When a Read transaction starts, a timestamp is allocated from the time allocator of the cluster. For this transaction, all the data written before this timestamp is visible while the data written after the transaction is invisible. In this way, the transaction can guarantee the Repeatable Read isolation level.
When a Read request is issued from TiDB to TiKV, the timestamp is carried by the request. When TiKV gets the timestamp, it compares the timestamp and the time of the different versions of the row to find the latest version that is no later than this timestamp and returns it to TiDB.
This is the simplified version of how TiDB implements MVCC.
Originally, TiDB reads data based on the historical time which is automatically obtained by the system as a transaction starts. Setting the
tidb_snapshot session variable is merely enabling TiDB to read data using the time specified by the user to replace the time automatically obtained by the system.

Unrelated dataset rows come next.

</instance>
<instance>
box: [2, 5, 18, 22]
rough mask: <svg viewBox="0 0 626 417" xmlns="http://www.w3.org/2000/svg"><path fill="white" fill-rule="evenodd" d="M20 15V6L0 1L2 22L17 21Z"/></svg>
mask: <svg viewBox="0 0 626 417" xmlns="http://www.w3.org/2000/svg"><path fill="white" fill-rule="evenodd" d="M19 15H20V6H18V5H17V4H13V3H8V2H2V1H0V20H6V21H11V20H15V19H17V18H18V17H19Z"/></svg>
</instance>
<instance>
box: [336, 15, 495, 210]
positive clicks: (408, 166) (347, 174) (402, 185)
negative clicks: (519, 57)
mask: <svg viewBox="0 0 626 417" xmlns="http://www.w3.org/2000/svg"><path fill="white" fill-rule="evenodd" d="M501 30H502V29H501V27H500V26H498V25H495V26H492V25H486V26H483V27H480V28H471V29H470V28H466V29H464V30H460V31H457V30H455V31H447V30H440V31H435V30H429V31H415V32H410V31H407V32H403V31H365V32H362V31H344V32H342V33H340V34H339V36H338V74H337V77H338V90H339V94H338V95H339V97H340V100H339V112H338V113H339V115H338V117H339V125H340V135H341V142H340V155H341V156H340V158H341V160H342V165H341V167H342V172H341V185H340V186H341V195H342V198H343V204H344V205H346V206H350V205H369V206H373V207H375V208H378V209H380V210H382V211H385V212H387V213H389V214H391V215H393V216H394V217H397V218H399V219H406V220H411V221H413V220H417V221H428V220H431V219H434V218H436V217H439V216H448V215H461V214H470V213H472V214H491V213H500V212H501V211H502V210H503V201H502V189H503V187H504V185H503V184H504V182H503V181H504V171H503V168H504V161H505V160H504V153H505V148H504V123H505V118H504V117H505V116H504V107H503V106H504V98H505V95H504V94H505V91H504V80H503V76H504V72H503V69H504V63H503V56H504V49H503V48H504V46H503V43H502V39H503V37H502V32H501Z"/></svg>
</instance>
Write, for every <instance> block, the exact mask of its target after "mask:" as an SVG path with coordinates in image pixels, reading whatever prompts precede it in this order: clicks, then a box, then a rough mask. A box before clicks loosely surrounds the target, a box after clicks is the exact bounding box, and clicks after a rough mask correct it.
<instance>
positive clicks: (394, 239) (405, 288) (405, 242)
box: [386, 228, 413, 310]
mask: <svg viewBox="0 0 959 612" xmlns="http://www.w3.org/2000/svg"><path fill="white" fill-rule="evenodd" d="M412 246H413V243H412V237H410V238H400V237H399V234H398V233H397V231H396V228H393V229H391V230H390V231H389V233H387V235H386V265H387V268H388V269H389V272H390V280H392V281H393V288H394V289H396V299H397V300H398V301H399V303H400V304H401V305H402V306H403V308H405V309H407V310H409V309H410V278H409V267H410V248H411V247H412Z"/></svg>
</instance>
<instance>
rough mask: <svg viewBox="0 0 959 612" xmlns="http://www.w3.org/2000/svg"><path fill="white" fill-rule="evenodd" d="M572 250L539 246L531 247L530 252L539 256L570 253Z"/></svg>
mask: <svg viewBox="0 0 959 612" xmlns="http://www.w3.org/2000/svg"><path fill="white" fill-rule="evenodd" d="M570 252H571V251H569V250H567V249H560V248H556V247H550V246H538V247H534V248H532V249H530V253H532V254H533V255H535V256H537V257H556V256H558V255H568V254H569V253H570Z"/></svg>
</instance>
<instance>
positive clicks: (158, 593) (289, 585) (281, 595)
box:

You might wonder that if all the versions are kept, will the space occupied by the data inflate indefinitely？This leads to how TiDB collects garbage.
TiDB collects garbage periodically and removes the data versions that are too old from RockDB. Therefore, the space occupied by the data won't inflate indefinitely.
Then how old will the data to be removed? The expiration time of the GC is controlled by configuring a parameter. You can set it to be 10 mins, 1 hour, 1 day or never. Therefore the History Read feature of TiDB is limited and only the data after the GC expiration time can be read. You might want to set the time to be as long as possible but this is not without any cost. The longer the expiration time, the more space will be occupied, and the Read performance will degrade. It depends on the business type and requirements as to how to configure the expiration time. If the data is very important and data safety is the top priority or there are very few data updates, it is recommended to set the expiration time to be long; if the data is not very important and the data updates are very frequent, it is recommended to set the expiration time to be short.
The History Read feature of TiDB exposes the native TiDB reading mechanism and allows users to use it in the simplest way. We hope this feature can help users create more values.